Codes? Those are for little people

Moore Hall Parking 2

Note the difference in the size of the driving lanes between the parking lot in the upper right and the Moore Hall parking lots in the lower left.  One has generous room for emergency vehicles to operate and the other does not.  (Double click on picture for better view)

Moore Parking

Between the use of the legal loophole for “non-conforming” parcels and the variances being sought by Sonny Bonacio for the conversion of Moore Hall, the project is a study in how to get around the city’s housing codes and zoning standards.

This is not a matter of a few tweaks, this project requires radically dispensing of a host of code standards as will be documented below.

The advocates for this project offer that it is being done in order to provide affordable housing.  This raises a fundamental question about our city’s policy regarding this critical need.  If we are going to dispense with many of our community’s housing standards in order to create such projects, then this should be addressed directly as a matter of established city policy.  Do we want to allow for lower parking standards?  Do we want to allow for large structures with copious tiny units that have different height requirements?   Do we, as a community, decide that the neighbors of such projects must accept that their streets will be designated as the parking for these projects?

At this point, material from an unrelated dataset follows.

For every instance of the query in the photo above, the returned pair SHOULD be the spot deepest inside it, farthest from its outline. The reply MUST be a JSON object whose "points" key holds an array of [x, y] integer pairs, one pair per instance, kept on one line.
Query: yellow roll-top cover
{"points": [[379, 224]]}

Most critically, will we allow for parking lots that have lower standards for the safety of the people that use them and for the neighbors who live by these lots?

A Little Background

Northstar Development bought Moore Hall from Skidmore College to develop luxury condominiums.  The developer was seeking to change the zoning from Educational-Institutional to Urban-Residential four in order to implement their plan.  Since the plan complied with all zoning standards, it met with no opposition from the neighborhood and the rezoning sailed through the City Council.  Unfortunately, there was no expiration date established for the rezoning should the developer fail to successfully complete the project.  With the collapse of the market in 2007 the project died.  Unfortunately, the building remained and it was now a “non-conforming” unit so as long as a developer did not change the footprint, a developer was allowed to ignore most of the code requirements.  The new applicant today is  seeking major variances of the city’s codes for what it cannot achieve as a  “non conforming”

So the current project violates the following codes:

  1.  The parking lot violates multiple standards.  Only 6 of the existing 53 spaces meet the set back requirements of the current code.  Forty-Seven of the spaces are located partially or completely in the set back area.  This is not just a matter of safety (which it is) but setbacks are meant to maintain the aesthetics of the area.  Parking cars up against a neighbor’s property or against the street is a serious eye sore.
  2.  Six of the spaces adjoin North Alley. As they currently exist these infringe on the alley making them a potential safety hazard in general and  in particular a problem for large emergency vehicles.
  3.  The driving lanes between the parked cars are much too narrow.  The city requires that the lanes have a width of 24’.  None of the lanes meet this standard and one is only 15’ 7’’ wide.  That is only sixty-five percent of the standard.  This is a serious danger.  The standard is meant to insure that emergency vehicles can quickly and easily access an area.  The failure to address this is of grave concern.
  4. Making parking spaces too narrow make getting into and out of cars problematic and become an easy source of damage to adjoining vehicles.
  5.  The ceilings in the building do not meet the city’s height requirement.  They are seven and a half feet and may be even lower due to the mechanicals that will be required to heat and cool the building.
  6.   The current code does not allow a structure to exceed twenty-five percent of the parcel.  This project would exceed that standard by over twenty-six percent.
  7. The current code would require that no more than eighteen units be allowed.  This project would exceed that limit by thirty-five units.  That would mean that they would build almost three times the number of units allowed by the code.
  8.  The current proposal does not address the requirement for handicapped parking.  They claim there are fifty-three spaces but as everyone knows, a handicapped parking space is much larger than a regular space.  This is even more problematic given that the spaces the applicant claims to exist are under sized.
  9. The city requires that there be 1.5 parking spaces for every unit.  This would mean that for 53 units there would need to be 80 spaces.  They are short of the required number by 27 according to their calculations which are problematic—see above.
  10. How would the applicant address the snow removal for their parking lots?  Not addressed.
  11. How would the applicant address where trash would be put and how it would be removed?  Not answered.

This project cynically sells itself as “affordable” but in fact when looked at by dollar/space ratio a unit will cost more than some units at the applicant’s project called  Market Center.  Bear in mind that in addition to the size issue, the Market Center apartments come with balconies, reserved car spaces, and washer/dryers.

This project would set a very bad precedent if it were to go forward as is.  Its utter indifference to a neighborhood and the safety of potential tenants if backed by the city’s land use boards would establish a new standard and not one to be proud of.